While most of it is generic, it does make some assumptions about the original GeoTiffs (i.e. some of this is hardcoded to NatureScan).

Todo
- [ ] Split up RGB and MS
- [ ] Make sure metadata for MS bands is added properly

In [13]:
from pathlib import Path
from osgeo import gdal

def create_cog(input: Path):
    # Assert is a .tif file
    assert(input.is_file())
    assert(input.suffix == '.tif')

    # Create tmp and output file paths
    tmp_file = input.with_suffix('.tmp.tif')
    output = input.with_suffix('.cog.tif')

    # Read input file info
    input_info = gdal.alg.raster.info(input=input).Output()

    # Assert is a GeoTiff file
    assert(input_info['driverShortName'] == 'GTiff')

    # Assert is 3 or 4 bands
    num_bands = len(input_info['bands'])
    assert(num_bands == 3 or num_bands == 4)

    # Assert byte type for 3 band RGB and float32 for 4 band MS
    if num_bands == 3:
        assert(input_info['bands'][0]['type'] == 'Byte')
    elif num_bands == 4:
        assert(input_info['bands'][0]['type'] == 'Float32')

    # Default nodata 255 for 3 band RGB and -32767.0 for 4 band MS
    if num_bands == 3:
        nodata = 255
    elif num_bands == 4:
        nodata = -32767.0

    # Check if there already is a nodata value and use that instead
    if 'noDataValue' in input_info['bands'][0]:
        nodata = input_info['bands'][0]['noDataValue']

    # Copy src to a tmp file not to change anything
    # In the future, we may be copying from a remote src
    gdal.alg.dataset.copy(source=input, destination=tmp_file, overwrite=True)

    # Edit temp file to:
    #   - Add nodata values
    #   - Compute statistics
    gdal.alg.raster.edit(dataset=tmp_file, nodata=nodata, stats="YES")

    # Convert to COG with
    #   - ZSTD compression (lossless)
    #   - Predictor = YES (uses appropriate level for data type)
    #   - Level = 9 (amount of compression, default for ZSTD)
    gdal.alg.raster.convert(
        input=tmp_file,
        output=output,
        output_format="COG",
        creation_option={
            "COMPRESS": "ZSTD", 
            "LEVEL": 9, 
            "PREDICTOR": "YES",
            "BIGTIFF": "IF_SAFER"   # Might need to explicitly use YES if heuristic fails
        },
        overwrite=True
    )

    # Delete temp file
    gdal.alg.dataset.delete(filename=tmp_file)

## Running the conversion

This is a crude script for generating a corresponding for all GeoTiff's within a directory.

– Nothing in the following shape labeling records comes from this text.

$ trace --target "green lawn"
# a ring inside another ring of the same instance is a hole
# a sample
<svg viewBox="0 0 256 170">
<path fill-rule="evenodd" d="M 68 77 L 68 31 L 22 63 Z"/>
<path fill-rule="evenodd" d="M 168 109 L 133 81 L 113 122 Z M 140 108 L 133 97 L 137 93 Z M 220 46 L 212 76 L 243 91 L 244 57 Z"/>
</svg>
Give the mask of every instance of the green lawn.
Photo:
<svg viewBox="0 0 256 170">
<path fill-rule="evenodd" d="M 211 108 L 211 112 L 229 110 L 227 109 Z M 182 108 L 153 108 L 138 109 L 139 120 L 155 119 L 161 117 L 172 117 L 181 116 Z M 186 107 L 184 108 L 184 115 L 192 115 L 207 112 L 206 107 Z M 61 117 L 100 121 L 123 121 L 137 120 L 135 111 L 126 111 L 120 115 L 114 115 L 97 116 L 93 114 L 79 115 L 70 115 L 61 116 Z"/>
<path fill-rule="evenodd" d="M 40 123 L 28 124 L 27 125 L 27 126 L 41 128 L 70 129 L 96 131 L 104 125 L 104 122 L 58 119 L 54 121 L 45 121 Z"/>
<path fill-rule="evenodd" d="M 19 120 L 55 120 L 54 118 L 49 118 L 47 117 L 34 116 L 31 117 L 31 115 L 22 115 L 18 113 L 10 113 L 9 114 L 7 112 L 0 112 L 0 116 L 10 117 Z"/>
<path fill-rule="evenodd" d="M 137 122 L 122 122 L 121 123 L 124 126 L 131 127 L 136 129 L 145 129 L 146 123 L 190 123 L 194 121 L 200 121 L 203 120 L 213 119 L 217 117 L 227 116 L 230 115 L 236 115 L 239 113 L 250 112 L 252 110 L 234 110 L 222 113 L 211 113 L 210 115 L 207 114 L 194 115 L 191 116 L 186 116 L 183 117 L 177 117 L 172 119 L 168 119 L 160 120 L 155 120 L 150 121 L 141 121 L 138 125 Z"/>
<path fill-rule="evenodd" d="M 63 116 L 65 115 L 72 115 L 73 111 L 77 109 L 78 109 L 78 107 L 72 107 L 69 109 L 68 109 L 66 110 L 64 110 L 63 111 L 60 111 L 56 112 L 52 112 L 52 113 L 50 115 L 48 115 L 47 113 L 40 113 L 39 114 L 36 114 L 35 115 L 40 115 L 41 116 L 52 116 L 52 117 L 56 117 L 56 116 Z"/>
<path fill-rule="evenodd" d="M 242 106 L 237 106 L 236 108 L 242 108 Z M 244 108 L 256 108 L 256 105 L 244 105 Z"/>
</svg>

It won't recreate COGs if they already exist. A corresponding COG is one with the same file name but ending in '.cog.tif' instead of '.tif'.

In [14]:
input_dir = Path("/Volumes/Sammy/terra-luma/stac-input")

# Clean up any old tmp files
tmp_files = list(input_dir.rglob('*.tmp.tif'))
for tmp_file in tmp_files:
    gdal.alg.dataset.delete(filename=tmp_file)
    print(f"Deleted {tmp_file.name}")

# Get Tif Files
tif_files = list(input_dir.rglob('*.tif'))
tif_files = [f for f in tif_files if not f.name.endswith('.cog.tif')]

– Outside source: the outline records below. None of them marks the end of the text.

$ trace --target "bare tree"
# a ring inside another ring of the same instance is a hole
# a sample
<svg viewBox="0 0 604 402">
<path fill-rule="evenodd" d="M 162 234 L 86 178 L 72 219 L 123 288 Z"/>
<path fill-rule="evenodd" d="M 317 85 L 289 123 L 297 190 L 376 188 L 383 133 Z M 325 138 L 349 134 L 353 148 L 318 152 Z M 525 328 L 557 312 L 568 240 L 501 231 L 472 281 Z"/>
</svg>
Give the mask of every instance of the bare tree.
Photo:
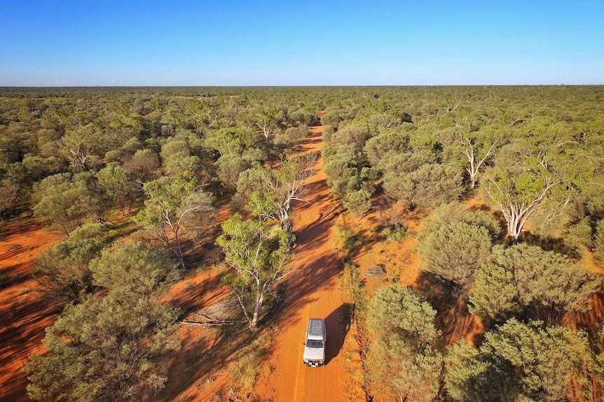
<svg viewBox="0 0 604 402">
<path fill-rule="evenodd" d="M 235 273 L 225 282 L 233 290 L 252 331 L 266 297 L 275 285 L 293 272 L 288 263 L 293 259 L 294 235 L 266 221 L 244 221 L 235 214 L 222 225 L 224 234 L 217 240 L 226 262 Z"/>
<path fill-rule="evenodd" d="M 481 150 L 476 144 L 474 138 L 465 137 L 463 140 L 458 141 L 461 144 L 462 149 L 462 153 L 467 159 L 469 166 L 465 168 L 466 171 L 469 175 L 470 188 L 474 188 L 476 185 L 476 175 L 480 171 L 481 166 L 484 162 L 492 157 L 495 148 L 497 148 L 499 142 L 497 141 L 492 141 L 489 143 L 488 148 L 486 148 L 486 152 L 480 158 Z"/>
<path fill-rule="evenodd" d="M 313 168 L 317 155 L 307 154 L 282 163 L 280 168 L 263 168 L 257 175 L 247 176 L 247 180 L 259 180 L 249 199 L 252 213 L 263 219 L 272 219 L 286 231 L 291 229 L 289 216 L 291 203 L 294 201 L 308 202 L 305 196 L 308 179 L 315 174 Z M 250 184 L 250 183 L 247 183 Z M 239 183 L 238 187 L 246 187 Z"/>
</svg>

tif_files_with_cogs = [f for f in tif_files if f.with_suffix('.cog.tif').exists()]
tif_files_without_cogs = [f for f in tif_files if not f.with_suffix('.cog.tif').exists()]

print(f"Found {len(tif_files_with_cogs)} GeoTiff files with corresponding COGs.")
print(f"Found {len(tif_files_without_cogs)} GeoTiff files without corresponding COGs.")

total = len(tif_files_without_cogs)

for i, f in enumerate(tif_files_without_cogs):
    print(f"Processing {f.name} ({i + 1} / {total}) ...")
    try:
        create_cog(f)
    except Exception as e:
        print(f"Error processing: {f.name}")
        print(e)

Found 34 GeoTiff files with corresponding COGs.
Found 0 GeoTiff files without corresponding COGs.